The four guys turned to me with nearly identical looks of shock. Aaron regained his powers of speech first. "You can't possibly want to keep him."
"No," I admitted. "But don't assume you know what I'm thinking."
"I never know what you're thinking," Greg said. "Do you play poker? You'd be amazing."
"Yeah, right." Considering the contest's events, I was in an oddly giddy mood. "You just want my money."
"We do need to decide how to deal with Dean," Jim said. "Greg, did you have an idea?"

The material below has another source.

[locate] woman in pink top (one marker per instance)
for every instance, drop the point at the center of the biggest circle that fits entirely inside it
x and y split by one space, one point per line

"I think we five are a team, and Dean's not part of it." Turning to me, he said, "He scared me when he went after you at the contest."
"He didn't 'go after' me. He was bluffing."
Aaron said, "Look, we had to pull him back hard. A lot harder than I expected. I think he was serious."
"Me too," Michael said, and Jim and Greg nodded.
"Ba
by, I'd be happier if you weren't alone with him. Ever."
The idea that I was at risk from skinny little Dean made me laugh out loud, but I laughed alone. "Guys, come on. He wouldn't. And if he went insane and did, I could beat him."
"Have you ever actually hit someone?"
"I hit you in the limo, if I recall."
"Besides that," Aaron said, ignoring my joking tone. "Have you been in a real fight?"
I shook my head. "I've hit and kicked the practice bag at classes, but that's it."
He got to his feet and held his hand, palm facing me, in the air by his head. "Punch me as hard as you can."
I didn't like where this was going. "I hit you once, that's enough."
"Do it, MC. Give me everything you've got."
His earnestness, so un-Aaron-like, and the way he didn't make even one lewd comment about what I could give him sobered me. I stood, took a deep breath, and drove my right fist into his palm, twisting my body to increase the power.
His hand jerked back an inch or two. "Not bad. Put up your right hand."
I did.
"Not in front of your face, off to the side."
Once I'd moved it over, he looked at me a moment, his face somber, then punched my palm with his left hand.
My forearm snapped back until my hand was level with the back of my head. Pain stormed down my arm and through my body, making my knees weak. My palm blazing, I returned to my rock, determined not to show how much it hurt.
"What the hell," Michael began, but Aaron jumped in.
"Are you okay?"
"I'm fine."
"Give me your hand."
"No."
Aaron took my wrist, his eyes serious, and I let him turn my hand to see the imprint in my palm, white around the edges but beginning to turn red as the blood crept back into my stunned flesh.
"Aaron, you utter--"
"Michael, it's okay," I said. "Aaron, what's your point?"
He looked me in the eye. "You're strong, MC. I've never had a woman hit me that hard before. But here's the thing. I hit you with my left, which is weaker, and even so that wasn't the hardest I could have done it."
I did not want to be hit harder than that.
His fingers tightened around my wrist, and I realized he was truly concerned. "I think I'm stronger than Dean. But I also think Dean's stronger than you. If he hits you first, you might not get the chance to hit back. I'm asking you to be careful."